Meno tasse, pensioni da rivedere, stop alle grandi riforme: i Beatles furono i liberisti degli anni Sessanta
Cinquant'anni fa i Beatles presero gli Usa, passaggio fondamentale per la successiva conquista – musicale, culturale e di costume – dell'intero pianeta. Il 9 febbraio del 1964 apparvero per la prima volta al popolarissimo Ed Sullivan Show: l'America si fermò, cosa che era accaduta soltanto per l'omicidio di Jfk pochi mesi prima e si sarebbe verificata ancora, cinque anni più tardi, con l'allunaggio
di Francesco Prisco
1. Beatles economisti / Lezione inglese in Usa

Ciascuno celebra a suo modo quella specie di rivoluzione copernicana. La cerimonia di consegna dei Grammy, in calendario il 26 gennaio prossimo, ospiterà per esempio «The Night that changed America» (in onda il 27), il tributo allo sbarco dei Fab Four sul suolo statunitense che coinvolgerà tra gli altri Eurythmics, Alicia Keys e Maroon 5. La Universal, nuova casa discografica di Lennon e soci dopo l'acquisizione di Emi, il 7 febbraio – ricorrenza dell'atterraggio all'aeroporto Kennedy di New York -, tira fuori il cofanetto «The U.S. Albums» con le riedizioni dei dischi beatlesiani per il mercato a stelle e strisce.

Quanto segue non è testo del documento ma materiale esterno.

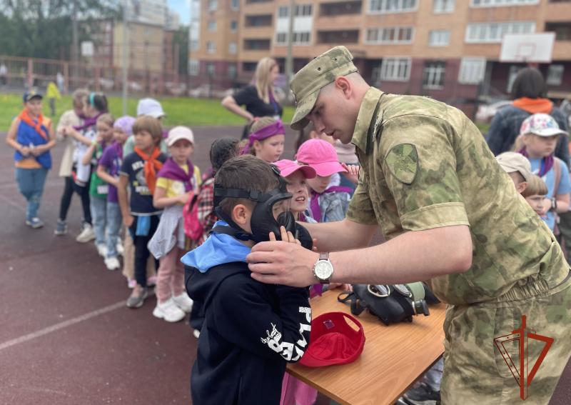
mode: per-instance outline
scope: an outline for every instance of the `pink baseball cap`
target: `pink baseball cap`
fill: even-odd
[[[323,139],[309,139],[298,149],[298,161],[315,169],[318,176],[327,177],[340,171],[345,172],[333,146]]]
[[[303,176],[305,176],[305,179],[313,179],[315,176],[317,176],[315,169],[313,167],[309,166],[301,166],[293,160],[284,159],[273,162],[272,164],[275,164],[278,166],[278,169],[280,169],[280,174],[283,177],[287,177],[298,170],[301,171],[301,172],[303,174]]]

L'omaggio più singolare, in ogni caso, sembra finora quello dell'autorevolissimo Washington Post che affida al columnist Neil Irwin un provocatorio articolo intitolato: «I Beatles furono i Mitt Romney degli anni Sessanta, più altre lezioni politiche dei Fab Four». Lettura «economistica» dell'avventura musicale dei quattro di Liverpool che parte da un teorema: per quanto la vulgata li accrediti come icone rivoluzionarie, il messaggio di John, Paul, George e Ringo starebbe meglio nel pantheon liberista che in quello di Sinistra.